One of the greatest pieces of advice that I ever heard was to treat every interaction with another attorney as if I was being interviewed for a job. No doubt you won’t get along with every attorney you meet, just like you won’t get along with every person you meet. But being friendly with the other side, listening, and asking questions can engender a positive, working relationship.

If you receive a nasty email or decide you don’t really like the other side, at least be willing to work with opposing counsel (“with” being the operative word). Treat every interaction as if you are auditioning for a job at the opposing counsel’s firm. By doing so, you’ll learn to treat the other side respectfully, and your work will ultimately benefit. I like to frame every negotiation as just two parties working together toward resolution instead of two sides pushing against each other. Even if being friendly does not help you in the negotiation at hand, it might help you down the line on another, potentially unrelated, matter.

Shut Up and Listen

If there’s one thing I’m sure every lawyer likes, it’s the sound of her own voice. Don’t feel ashamed if this describes you—I’m the same way. Another thing I have discovered, however, is that in most negotiations, the other side simply wants to be heard. So here’s some advice: Learn to listen more and talk less.

Think about it this way: remember that person, not necessarily in law school, who never let you get a word in edgewise? He constantly chattered at you or interrupted you? Consider how he made you feel—probably somewhere between upset and angry.

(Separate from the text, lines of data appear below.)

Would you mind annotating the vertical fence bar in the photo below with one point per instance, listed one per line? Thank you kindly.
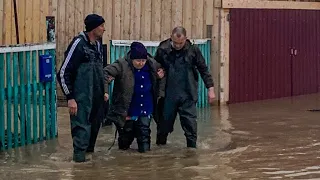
(2, 101)
(15, 97)
(28, 56)
(22, 99)
(53, 96)
(47, 108)
(203, 50)
(34, 96)
(9, 100)
(41, 136)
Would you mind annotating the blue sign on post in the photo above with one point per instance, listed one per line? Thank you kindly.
(45, 68)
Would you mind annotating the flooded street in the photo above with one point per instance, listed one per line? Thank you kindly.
(274, 139)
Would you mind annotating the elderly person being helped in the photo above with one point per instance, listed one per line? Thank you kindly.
(134, 98)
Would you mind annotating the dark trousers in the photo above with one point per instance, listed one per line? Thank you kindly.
(139, 129)
(188, 119)
(84, 131)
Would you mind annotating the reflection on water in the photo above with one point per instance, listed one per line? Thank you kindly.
(277, 139)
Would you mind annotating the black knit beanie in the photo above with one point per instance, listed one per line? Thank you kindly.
(92, 21)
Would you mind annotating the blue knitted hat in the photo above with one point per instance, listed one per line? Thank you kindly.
(138, 51)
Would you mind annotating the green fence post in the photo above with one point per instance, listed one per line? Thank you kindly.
(41, 135)
(9, 100)
(34, 95)
(53, 95)
(22, 99)
(15, 97)
(2, 101)
(47, 108)
(28, 108)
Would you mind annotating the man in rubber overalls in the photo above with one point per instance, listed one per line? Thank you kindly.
(181, 60)
(81, 79)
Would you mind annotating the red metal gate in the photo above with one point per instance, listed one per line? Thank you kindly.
(273, 53)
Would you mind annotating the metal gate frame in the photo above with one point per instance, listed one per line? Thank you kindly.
(22, 121)
(118, 48)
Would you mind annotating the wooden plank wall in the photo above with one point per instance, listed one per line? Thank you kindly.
(134, 19)
(31, 21)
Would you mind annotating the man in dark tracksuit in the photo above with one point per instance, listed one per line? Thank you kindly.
(81, 79)
(134, 97)
(181, 61)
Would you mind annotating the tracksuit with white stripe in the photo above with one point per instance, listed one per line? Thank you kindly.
(81, 78)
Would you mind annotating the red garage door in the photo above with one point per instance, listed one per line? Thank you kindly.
(273, 53)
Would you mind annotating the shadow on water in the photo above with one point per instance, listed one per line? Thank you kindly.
(275, 139)
(52, 159)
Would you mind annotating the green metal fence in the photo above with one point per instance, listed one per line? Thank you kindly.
(118, 48)
(27, 106)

The natural reaction of most of us is to fire back or perhaps dismiss out of hand the other person’s point of view—this knee-jerk response is part of the adversarial stance we are trained to take on in law school. Try to remember that as ridiculous and unreasonable a person’s point of view might appear to be—to that person, the idea is reasonable, and your opinion is ludicrous. I am not saying you will not encounter unreasonable and downright illogical points of view—you will. Be quiet anyway. Allow someone to speak his mind, and really listen to what he has to say. Appreciating another person’s point of view will make your negotiations much smoother.

Just Say Yes

A lot of what lawyers do is figure out solutions to disagreements. One way to find answers is to focus more on where you agree and not on your differences. Imagine, for a second, sending out an agreement and receiving a list of comments about why the other side hates everything you’ve written. Even if she agreed with a majority of what you have written, if she shines a light on what she does not like, it probably won’t get either of you closer to a deal. Instead, the negotiation is framed as adversarial when you want the negotiation to be framed as cooperative.

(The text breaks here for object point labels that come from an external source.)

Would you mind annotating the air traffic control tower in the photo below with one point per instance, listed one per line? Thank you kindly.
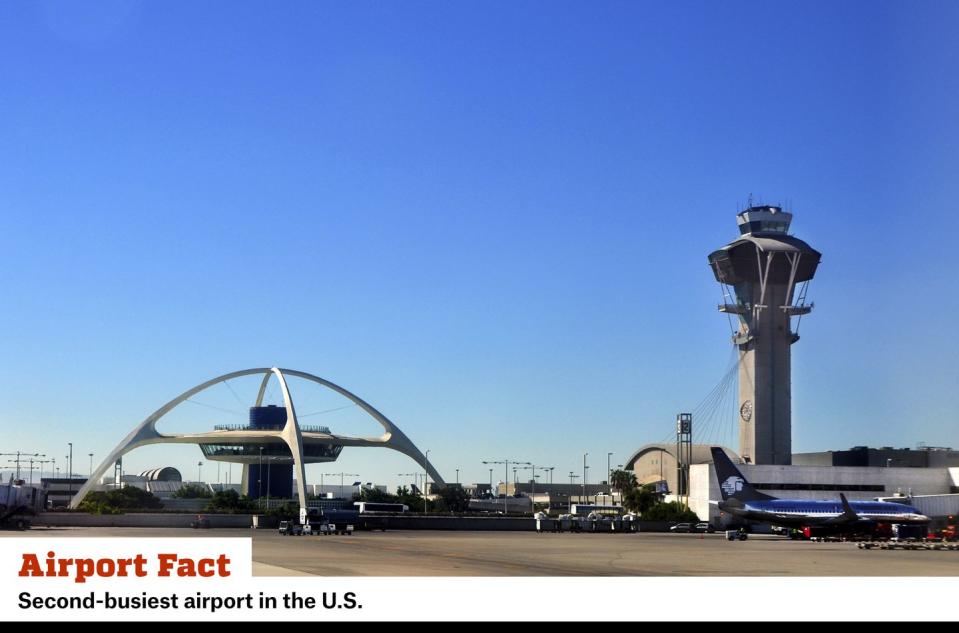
(760, 273)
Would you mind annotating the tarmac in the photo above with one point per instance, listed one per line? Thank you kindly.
(454, 553)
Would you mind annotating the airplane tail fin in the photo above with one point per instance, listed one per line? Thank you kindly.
(848, 514)
(732, 484)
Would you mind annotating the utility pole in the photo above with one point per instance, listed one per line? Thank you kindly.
(585, 468)
(506, 464)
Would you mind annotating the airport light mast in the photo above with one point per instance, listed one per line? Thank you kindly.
(759, 274)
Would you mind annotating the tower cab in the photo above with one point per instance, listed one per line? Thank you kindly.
(763, 219)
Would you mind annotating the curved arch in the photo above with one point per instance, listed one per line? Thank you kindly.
(392, 438)
(146, 433)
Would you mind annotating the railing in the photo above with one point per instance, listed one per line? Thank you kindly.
(269, 427)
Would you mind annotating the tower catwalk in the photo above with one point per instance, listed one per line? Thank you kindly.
(763, 268)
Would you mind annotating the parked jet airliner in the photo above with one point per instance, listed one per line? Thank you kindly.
(741, 500)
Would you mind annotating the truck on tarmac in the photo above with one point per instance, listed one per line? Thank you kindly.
(18, 503)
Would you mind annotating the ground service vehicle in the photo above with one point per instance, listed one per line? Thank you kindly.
(364, 507)
(18, 503)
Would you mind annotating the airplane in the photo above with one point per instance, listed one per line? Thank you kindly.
(742, 500)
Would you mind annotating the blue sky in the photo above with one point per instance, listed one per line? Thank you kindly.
(490, 220)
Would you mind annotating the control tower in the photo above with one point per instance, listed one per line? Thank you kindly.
(760, 273)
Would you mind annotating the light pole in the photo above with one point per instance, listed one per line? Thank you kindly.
(259, 478)
(408, 475)
(585, 468)
(506, 464)
(609, 471)
(532, 497)
(426, 460)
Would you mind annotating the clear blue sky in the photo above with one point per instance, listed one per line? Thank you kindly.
(491, 220)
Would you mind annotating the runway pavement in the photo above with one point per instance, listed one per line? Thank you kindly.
(435, 553)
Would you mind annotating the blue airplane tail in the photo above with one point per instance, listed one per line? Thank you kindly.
(732, 484)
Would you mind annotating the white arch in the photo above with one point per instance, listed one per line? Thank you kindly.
(145, 433)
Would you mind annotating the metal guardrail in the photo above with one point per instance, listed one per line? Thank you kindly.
(269, 427)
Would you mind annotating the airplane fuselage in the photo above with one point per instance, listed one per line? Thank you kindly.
(800, 512)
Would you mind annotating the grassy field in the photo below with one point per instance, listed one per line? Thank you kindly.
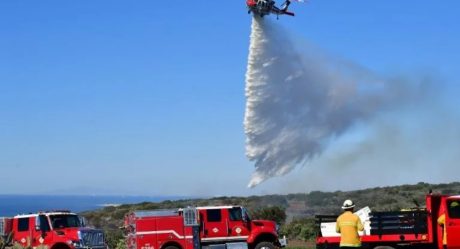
(300, 244)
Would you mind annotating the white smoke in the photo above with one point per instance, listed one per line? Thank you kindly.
(298, 102)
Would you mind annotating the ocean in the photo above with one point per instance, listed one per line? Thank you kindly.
(11, 205)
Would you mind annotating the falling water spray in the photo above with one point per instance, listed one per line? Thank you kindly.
(298, 100)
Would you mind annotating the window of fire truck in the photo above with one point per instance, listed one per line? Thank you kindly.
(454, 209)
(23, 224)
(41, 223)
(213, 215)
(246, 216)
(235, 213)
(63, 221)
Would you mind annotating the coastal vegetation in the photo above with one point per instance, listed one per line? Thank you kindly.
(293, 212)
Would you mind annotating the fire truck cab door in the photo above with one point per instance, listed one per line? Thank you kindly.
(453, 223)
(214, 225)
(238, 222)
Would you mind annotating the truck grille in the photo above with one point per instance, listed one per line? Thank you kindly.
(92, 238)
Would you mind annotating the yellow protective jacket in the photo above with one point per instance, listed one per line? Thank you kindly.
(348, 225)
(442, 222)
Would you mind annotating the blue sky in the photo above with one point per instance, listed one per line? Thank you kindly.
(147, 97)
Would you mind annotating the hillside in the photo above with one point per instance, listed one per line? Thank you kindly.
(299, 208)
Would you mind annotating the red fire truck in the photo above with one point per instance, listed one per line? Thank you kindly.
(53, 230)
(417, 228)
(219, 227)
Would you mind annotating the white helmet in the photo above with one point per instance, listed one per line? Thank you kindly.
(348, 204)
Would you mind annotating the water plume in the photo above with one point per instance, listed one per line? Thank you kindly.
(299, 100)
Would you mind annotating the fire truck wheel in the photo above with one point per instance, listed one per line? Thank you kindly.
(265, 245)
(384, 247)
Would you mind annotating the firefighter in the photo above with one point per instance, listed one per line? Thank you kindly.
(348, 225)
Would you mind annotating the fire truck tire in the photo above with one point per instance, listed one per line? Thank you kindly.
(265, 245)
(384, 247)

By focusing on where you agree with the other side, it allows the other side to feel heard. It also helps you rationalize your own thoughts and opinions. By thinking about what you can accept, you consider what it is you cannot accept, and more importantly, why you cannot accept such terms. It also makes the other side consider your objections in a more reasonable light. Not accepting anything out of hand might cause the other side to view all of your objections as unreasonable, but if you find common ground and show you are coming from a cooperative mind state, you might have a smoother road toward getting to an agreement that works for everyone.

These three basic tips—though somewhat obvious—are not always followed. By just adjusting toward the above mindset, you too can successfully negotiate with the best of them.


Keith Black

Keith Black is an intellectual property and entertainment attorney with American Greetings in New York, New York.